From the Front Lines
A word from Kate Barnhart
Director, New Alternatives
If you look at an LGBTQ+ homeless youth program on paper, at the numbers of meals served or the train fare handed out or the pairs of socks distributed, it would look like what we do is very tangible, focused on the necessities of daily life. And that's part of it. Keeping people alive means feeding them, and keeping them warm, even when that means staying open all night during the bitter cold of NYC winters.
But that alone is not enough. We can't just meet the physical needs of our LGBTQ+ youth; we also have to provide something that is in very short supply these days as the forces of hate spread across the country. In order to stay alive, to keep struggling through challenge after challenge, to keep on taking the next step, people need hope.

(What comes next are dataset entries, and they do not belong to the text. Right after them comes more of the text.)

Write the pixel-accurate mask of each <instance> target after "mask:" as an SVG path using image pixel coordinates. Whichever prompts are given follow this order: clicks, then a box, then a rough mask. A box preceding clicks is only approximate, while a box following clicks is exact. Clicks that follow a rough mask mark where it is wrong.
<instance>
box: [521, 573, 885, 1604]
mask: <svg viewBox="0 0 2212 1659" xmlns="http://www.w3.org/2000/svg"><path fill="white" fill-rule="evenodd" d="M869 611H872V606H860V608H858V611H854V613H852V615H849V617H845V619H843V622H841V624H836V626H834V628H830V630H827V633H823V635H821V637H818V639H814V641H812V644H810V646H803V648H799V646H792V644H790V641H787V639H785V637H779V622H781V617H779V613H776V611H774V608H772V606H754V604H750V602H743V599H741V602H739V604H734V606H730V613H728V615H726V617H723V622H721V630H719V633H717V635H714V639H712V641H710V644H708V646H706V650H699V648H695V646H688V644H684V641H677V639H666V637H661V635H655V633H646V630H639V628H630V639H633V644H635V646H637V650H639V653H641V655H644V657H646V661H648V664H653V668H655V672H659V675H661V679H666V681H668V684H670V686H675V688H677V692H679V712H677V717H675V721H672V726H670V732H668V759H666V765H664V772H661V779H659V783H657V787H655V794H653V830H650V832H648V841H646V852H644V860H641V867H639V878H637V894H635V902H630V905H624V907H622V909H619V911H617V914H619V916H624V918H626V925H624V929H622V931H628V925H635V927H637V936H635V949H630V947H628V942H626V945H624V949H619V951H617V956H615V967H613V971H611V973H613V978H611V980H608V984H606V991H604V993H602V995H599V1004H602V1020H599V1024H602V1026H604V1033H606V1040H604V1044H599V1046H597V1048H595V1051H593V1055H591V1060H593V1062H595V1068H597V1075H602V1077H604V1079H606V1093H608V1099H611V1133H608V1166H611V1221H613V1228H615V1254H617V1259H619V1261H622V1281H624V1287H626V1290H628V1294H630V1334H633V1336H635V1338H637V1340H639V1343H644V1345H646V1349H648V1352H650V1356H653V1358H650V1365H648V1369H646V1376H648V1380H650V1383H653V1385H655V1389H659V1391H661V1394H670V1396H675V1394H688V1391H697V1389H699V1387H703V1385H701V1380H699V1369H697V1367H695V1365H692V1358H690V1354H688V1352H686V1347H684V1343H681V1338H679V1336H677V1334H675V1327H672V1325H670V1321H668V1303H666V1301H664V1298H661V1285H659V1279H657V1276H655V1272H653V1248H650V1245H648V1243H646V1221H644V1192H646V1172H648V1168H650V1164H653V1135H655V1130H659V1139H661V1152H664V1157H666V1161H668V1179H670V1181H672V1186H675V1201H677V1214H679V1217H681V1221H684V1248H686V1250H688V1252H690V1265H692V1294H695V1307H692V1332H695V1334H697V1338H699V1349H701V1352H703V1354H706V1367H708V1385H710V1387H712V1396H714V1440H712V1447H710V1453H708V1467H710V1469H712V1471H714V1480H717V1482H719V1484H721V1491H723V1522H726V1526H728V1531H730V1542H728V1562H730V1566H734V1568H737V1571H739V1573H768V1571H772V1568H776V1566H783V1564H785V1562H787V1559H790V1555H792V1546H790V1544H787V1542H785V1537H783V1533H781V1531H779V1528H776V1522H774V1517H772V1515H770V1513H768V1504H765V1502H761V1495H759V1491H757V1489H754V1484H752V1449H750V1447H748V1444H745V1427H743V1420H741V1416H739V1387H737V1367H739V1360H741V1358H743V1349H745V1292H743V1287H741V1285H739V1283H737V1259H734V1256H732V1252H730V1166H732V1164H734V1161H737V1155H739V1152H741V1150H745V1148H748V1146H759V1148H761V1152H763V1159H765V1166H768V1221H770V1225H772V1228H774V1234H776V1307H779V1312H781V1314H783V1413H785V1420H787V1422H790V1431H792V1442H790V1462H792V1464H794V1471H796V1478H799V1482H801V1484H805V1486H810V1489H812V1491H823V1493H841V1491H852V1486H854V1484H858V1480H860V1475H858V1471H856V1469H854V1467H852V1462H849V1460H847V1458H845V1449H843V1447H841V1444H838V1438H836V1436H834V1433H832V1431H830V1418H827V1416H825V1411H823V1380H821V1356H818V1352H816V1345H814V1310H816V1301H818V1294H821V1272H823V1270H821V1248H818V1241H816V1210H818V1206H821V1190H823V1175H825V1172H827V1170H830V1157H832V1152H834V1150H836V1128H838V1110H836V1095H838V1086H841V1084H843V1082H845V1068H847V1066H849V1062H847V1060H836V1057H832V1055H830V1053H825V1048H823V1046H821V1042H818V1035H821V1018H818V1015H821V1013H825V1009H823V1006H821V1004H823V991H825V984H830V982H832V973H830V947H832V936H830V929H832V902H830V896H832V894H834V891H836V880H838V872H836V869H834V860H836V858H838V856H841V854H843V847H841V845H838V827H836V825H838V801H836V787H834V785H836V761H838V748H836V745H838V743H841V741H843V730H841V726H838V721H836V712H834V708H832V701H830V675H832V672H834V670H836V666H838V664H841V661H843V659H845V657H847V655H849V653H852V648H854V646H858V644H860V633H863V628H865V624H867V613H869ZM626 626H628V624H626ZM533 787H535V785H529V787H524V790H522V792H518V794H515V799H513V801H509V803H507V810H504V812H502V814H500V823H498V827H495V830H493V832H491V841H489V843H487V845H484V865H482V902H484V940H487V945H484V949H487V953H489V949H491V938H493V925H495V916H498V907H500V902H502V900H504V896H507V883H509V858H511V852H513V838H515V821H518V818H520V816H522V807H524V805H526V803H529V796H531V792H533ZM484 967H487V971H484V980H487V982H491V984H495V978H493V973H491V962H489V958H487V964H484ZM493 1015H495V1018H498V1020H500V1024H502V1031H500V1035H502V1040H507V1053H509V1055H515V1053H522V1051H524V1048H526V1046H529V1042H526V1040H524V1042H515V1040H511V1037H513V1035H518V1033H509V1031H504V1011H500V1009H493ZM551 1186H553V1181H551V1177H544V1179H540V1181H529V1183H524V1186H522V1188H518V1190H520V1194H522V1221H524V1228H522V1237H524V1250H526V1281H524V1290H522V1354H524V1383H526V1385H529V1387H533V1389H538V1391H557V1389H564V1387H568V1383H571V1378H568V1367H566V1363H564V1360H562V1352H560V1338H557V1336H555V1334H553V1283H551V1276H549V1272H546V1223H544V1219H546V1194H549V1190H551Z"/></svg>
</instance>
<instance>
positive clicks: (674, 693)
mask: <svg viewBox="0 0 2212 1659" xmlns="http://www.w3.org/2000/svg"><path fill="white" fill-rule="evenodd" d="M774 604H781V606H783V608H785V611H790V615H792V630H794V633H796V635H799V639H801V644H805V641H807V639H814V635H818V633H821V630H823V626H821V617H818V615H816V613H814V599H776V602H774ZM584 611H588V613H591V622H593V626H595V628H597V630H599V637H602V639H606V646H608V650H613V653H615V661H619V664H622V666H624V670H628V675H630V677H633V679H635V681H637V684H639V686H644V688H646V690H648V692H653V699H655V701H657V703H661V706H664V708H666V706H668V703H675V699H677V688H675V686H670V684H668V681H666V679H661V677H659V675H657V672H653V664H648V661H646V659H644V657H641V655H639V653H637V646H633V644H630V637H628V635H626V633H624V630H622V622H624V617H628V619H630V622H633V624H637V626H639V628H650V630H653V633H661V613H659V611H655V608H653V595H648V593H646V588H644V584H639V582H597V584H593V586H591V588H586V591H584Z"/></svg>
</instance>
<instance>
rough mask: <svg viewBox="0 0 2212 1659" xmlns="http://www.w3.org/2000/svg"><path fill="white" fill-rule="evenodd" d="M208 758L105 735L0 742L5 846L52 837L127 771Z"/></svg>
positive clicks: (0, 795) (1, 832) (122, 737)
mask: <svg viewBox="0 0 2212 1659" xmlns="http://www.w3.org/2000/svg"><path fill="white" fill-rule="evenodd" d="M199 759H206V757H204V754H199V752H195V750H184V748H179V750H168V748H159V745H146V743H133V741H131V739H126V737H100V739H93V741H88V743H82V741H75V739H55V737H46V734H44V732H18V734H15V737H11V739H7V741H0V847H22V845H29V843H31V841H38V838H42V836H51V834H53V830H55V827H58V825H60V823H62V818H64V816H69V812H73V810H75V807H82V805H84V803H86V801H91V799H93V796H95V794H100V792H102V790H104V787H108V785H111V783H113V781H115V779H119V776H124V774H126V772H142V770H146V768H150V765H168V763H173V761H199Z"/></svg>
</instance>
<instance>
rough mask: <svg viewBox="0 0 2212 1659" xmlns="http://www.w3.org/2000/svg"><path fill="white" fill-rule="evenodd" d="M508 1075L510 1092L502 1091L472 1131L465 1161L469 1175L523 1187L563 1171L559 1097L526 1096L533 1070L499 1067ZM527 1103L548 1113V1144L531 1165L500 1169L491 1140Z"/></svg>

I can't order hope in bulk, like the cases of condoms that show up in boxes on the doorstep. We have to build it, kindle it like the tiniest flame, protected from the wind in a cupped hand. We build it by creating a community, by creating an eccentric extended family where all are welcome no matter how queer, how trans, how loud, how different. We create our family out of layers of clients, and slightly older clients, and clients who got older and joined the staff, and the adult staff, and the volunteers, and all the people who send us money or toothbrushes or winter coats.
And into this big eclectic family of people weaving strands of hope into a net to catch those who are falling, came Ernst and his camera. Outsiders don't always get it. Sometimes they are taken aback or pitying or want to reduce the young people to children and take away their complexity. But Ernst just added himself to the busy chaos, using his acceptance and lack of judgment to gain trust. That trust, in turn, allowed him to capture not just the two-dimensional images of the young people, but also their courage, and their creativity when faced with obstacles, and also their hope.
These days, queer hope and queer lives are resistance in the face of forces that want to erase us and so many others. May this book be a reminder that we were—we are—here.